Russian ransomware group claims attack on Bulgarian refugee agency
A ransomware group believed to have strong ties within Russia said Wednesday that it will release files it took from the Bulgarian government agency responsible for refugee management, a nation that has reportedly hosted hundreds of thousands of fleeing Ukrainians.
LockBit 2.0 posted a notice to the dark web portal it uses to identify and extort its victims saying it had files from the Bulgarian State Agency for Refugees under the Council of Ministers. “All available data will be published!” the notice read under the group’s trademark bright red countdown clock, which has a May 9 publication date but no specific posted ransom demand.
The agency didn’t immediately return an emailed request for comment. A spokesperson at the Bulgarian embassy in Washington, D.C., told CyberScoop Wednesday he didn’t have information on the incident and would look into it.
The agency’s website remains functional, but a notice on the site’s home page includes a notice that “due to network problems, the e-addresses of the State Agency for Refugees at the Council of Ministers are temporarily unavailable!!!” according to a Google translation.
Nearly 5.7 million Ukrainian refugees have fled their country since the Feb. 24 Russian invasion, according to data from the United Nations High Commissioner for Refugees. Nearly 230,000 of those made their way to Bulgaria, with 100,700 remaining in the country, according to the Sofia Globe, a news organization in the country’s capital.

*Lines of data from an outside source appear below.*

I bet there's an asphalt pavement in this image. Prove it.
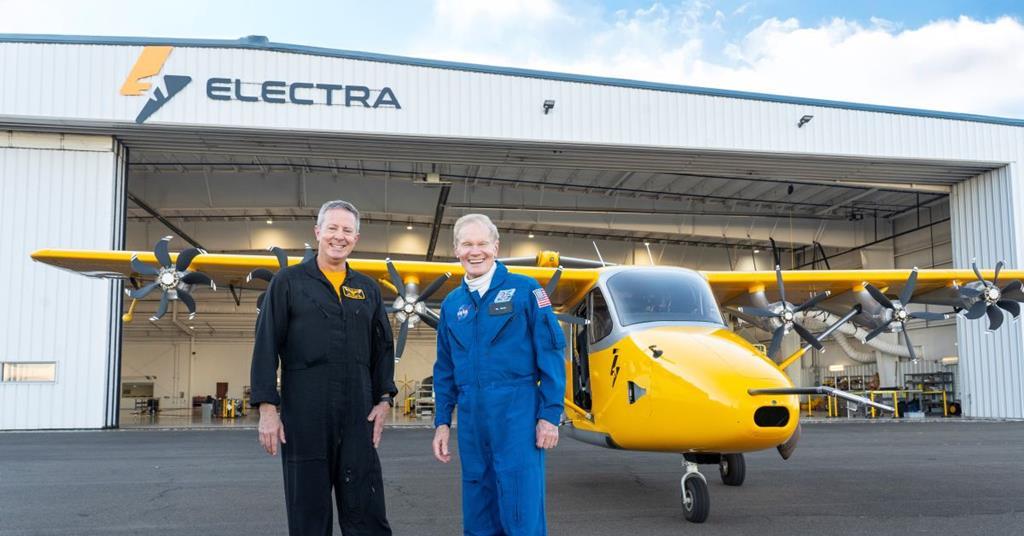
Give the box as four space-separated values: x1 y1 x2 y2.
0 420 1024 536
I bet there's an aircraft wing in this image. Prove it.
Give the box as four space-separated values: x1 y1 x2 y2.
32 249 597 306
702 270 1024 307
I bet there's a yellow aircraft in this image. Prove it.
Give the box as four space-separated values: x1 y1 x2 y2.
32 241 1024 523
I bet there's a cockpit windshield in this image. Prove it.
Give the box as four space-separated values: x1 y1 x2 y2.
607 269 723 326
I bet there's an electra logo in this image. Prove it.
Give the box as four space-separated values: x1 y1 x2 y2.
121 46 191 124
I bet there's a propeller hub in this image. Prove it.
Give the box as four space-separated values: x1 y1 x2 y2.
157 270 178 290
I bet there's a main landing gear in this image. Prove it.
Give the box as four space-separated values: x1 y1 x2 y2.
679 454 746 523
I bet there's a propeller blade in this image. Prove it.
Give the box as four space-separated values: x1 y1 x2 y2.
178 290 196 317
394 319 409 358
793 322 824 349
959 287 981 299
736 307 778 318
153 237 173 267
999 280 1024 301
903 329 918 362
899 266 918 305
910 311 949 320
985 305 1004 331
964 301 988 320
775 264 786 301
420 307 440 331
181 272 217 290
864 323 889 342
971 259 988 286
246 269 273 283
793 290 831 313
270 246 288 269
768 326 785 358
150 292 171 322
555 313 590 326
864 283 896 311
544 266 562 298
995 299 1021 319
131 256 160 276
416 272 452 301
128 281 160 299
174 248 206 272
384 258 406 299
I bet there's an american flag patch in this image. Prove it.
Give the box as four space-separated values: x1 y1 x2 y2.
534 288 551 307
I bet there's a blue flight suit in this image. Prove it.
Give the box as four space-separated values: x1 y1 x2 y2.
434 262 565 536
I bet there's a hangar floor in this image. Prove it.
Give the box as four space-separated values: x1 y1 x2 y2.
0 420 1024 536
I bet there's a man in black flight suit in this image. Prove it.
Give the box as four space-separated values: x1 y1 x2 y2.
251 201 397 536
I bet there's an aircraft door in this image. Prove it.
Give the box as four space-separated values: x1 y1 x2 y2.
571 296 593 411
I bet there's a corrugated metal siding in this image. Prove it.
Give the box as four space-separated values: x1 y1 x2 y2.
950 166 1024 418
0 132 117 429
0 43 1022 162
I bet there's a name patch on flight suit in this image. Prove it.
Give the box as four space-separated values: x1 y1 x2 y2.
487 301 514 317
341 287 367 299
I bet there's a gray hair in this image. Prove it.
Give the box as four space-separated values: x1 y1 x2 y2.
452 214 498 247
316 199 359 233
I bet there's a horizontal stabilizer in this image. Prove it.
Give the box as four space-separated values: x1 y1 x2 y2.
746 385 896 413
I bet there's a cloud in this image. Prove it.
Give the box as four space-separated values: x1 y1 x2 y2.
407 0 1024 117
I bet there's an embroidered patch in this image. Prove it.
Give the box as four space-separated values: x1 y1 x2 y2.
534 288 551 308
495 288 515 303
341 287 367 299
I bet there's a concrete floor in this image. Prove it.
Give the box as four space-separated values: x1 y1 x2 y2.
0 419 1024 536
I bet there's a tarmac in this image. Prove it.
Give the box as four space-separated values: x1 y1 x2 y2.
0 419 1024 536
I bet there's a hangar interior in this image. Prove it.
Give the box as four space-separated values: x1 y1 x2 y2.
112 129 974 426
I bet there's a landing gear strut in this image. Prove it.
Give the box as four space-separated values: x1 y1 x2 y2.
679 460 711 523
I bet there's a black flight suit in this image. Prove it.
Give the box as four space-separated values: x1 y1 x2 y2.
251 257 397 536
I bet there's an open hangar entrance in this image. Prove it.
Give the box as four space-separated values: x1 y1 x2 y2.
108 129 998 426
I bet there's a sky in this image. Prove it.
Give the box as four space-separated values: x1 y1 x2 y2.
6 0 1024 118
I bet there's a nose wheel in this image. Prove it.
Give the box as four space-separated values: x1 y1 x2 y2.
679 460 711 523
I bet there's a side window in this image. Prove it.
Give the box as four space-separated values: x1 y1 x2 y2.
589 288 611 343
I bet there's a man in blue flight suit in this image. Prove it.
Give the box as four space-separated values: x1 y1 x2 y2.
433 214 565 536
251 201 397 536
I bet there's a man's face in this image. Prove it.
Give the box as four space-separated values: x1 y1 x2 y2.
313 208 359 262
455 222 498 279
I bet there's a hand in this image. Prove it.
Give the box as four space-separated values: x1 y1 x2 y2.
537 419 558 449
367 402 391 449
259 403 288 456
434 424 452 463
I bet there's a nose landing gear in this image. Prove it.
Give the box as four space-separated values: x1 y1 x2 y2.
679 460 711 523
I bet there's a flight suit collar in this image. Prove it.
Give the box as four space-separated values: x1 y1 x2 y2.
462 260 509 305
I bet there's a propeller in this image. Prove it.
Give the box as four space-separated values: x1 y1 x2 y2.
738 238 831 356
544 265 590 326
125 237 217 322
864 266 949 362
959 259 1024 331
246 244 316 314
384 258 452 359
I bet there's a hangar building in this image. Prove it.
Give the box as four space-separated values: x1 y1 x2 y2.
0 35 1024 429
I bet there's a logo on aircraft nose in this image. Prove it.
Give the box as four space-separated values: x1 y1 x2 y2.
121 46 191 124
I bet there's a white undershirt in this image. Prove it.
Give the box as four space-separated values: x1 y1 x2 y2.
463 262 498 297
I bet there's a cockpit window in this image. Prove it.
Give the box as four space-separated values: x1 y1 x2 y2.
607 270 723 326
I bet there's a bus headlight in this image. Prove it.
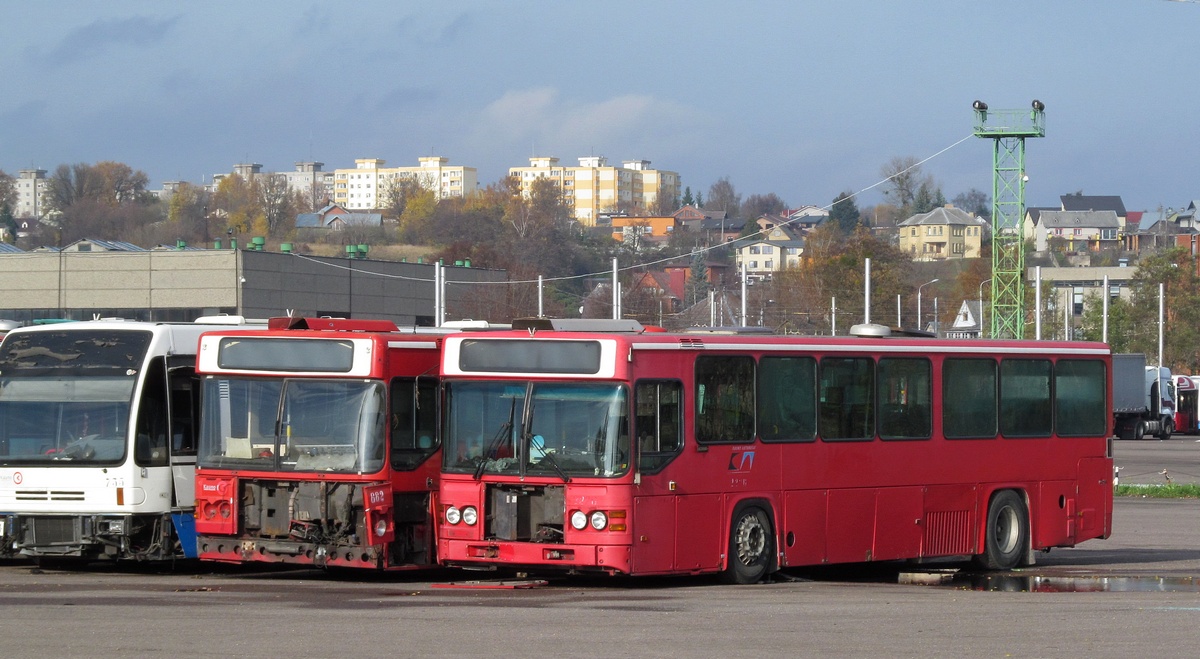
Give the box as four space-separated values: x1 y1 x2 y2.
592 510 608 531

LockBit 2.0 is the successor to LockBit, a ransomware variant first spotted in September 2019, according to cybersecurity firm Emsisoft. Originally known as ABCD ransomware — named for the file extension appended to encrypted files, with the extension later updating to “LockBit” — the crew launched its own leak site in September 2020.
By June 2021, after a string of attacks, the developers behind the malware launched “LockBit 2.0,” along with advertising material boasting of its fast encryption and data exfiltration speeds, relative to other ransomware variants. As of July 2021 Emsisoft estimated that there could have been nearly 40,000 ransomware incidents involving LockBit malware.
“This is simply the latest in a very long list of hits on organizations which provide critical services,” said Brett Callow, a threat analyst at Emsisoft. “Hospitals, [search and rescue], fire departments, and charities for the disabled have all been targeted. The individuals involved with ransomware are conscienceless scumbags and the sooner we find a way to deal with the problem, the better.”
It’s also not the first cyberattack targeting officials trying to aid Ukrainian refugees.
Like other major ransomware efforts, there’s believed to be a core group behind LockBit that works with “affiliates,” who keep 70% to 80% of ransomware proceeds. In an August 2021 interview with a Russian-speaking tech blog, a representative for the group espoused a series of political positions that correlated heavily with the anti-American and anti-Western narratives promoted by Russian government officials and popular Russian media, according to an analysis by Florida-based cybersecurity firm AdvIntel.
The LockBit 2.0 representative said in the interview that the group does not attack “social services and charities,” but the AdvIntel analysis concluded that the group is like other ransomware groups where “‘moral agendas’ never go beyond such flamboyant phrases.”
In late February the group posted a notice to its site claiming neutrality with respect to the Russian invasion, Reuters reported in March. The statement claimed its “pentesters” were mostly Russian and Ukrainians, but that the group included people from around the world, SC Media reported at the time.